Submitted by KarmaCut132 t3_10mab6p in MachineLearning
I'm new to CTC. After learning about CTC and its application in End2End training for Speech Recognition, I figured that if we want to generate a target sequence (transcript), given a source sequence features, we could use the vanilla Encoder-Decoder architecture in Transformer (also used in T5, BART, etc) alone, without the need of CTC, yet why people are only using CTC for End2End Speech Recoginition, or using hybrid of CTC and Decoder in some papers ?
Thanks.
albertzeyer t1_j65rtdq wrote
What do you mean? There are many such papers where people only use attention-based encoder-decoder (AED) for speech recognition. Some random papers:
See my Phd thesis for some overview over CTC, AED, RNN-T and other approaches: https://www-i6.informatik.rwth-aachen.de/publications/download/1223/Zeyer--2022.pdf
I call this "sequence-to-sequence architecture".

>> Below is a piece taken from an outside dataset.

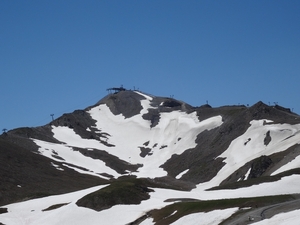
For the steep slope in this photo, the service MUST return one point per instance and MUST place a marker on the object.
(161, 151)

I think most people nowadays use RNN-T.
Some people use CTC just because of its simplicity, and also it might be more stable, behave more sane on long sequences, where AED might break, and online streaming is simpler than AED.
AED is clearly better than CTC. But RNN-T is also better than CTC.
Of course, a combination is yet better than both. So AED+CTC is better than both AED or CTC alone. And ESPnet, a very popular open source framework, has this implemented, so many people just use that.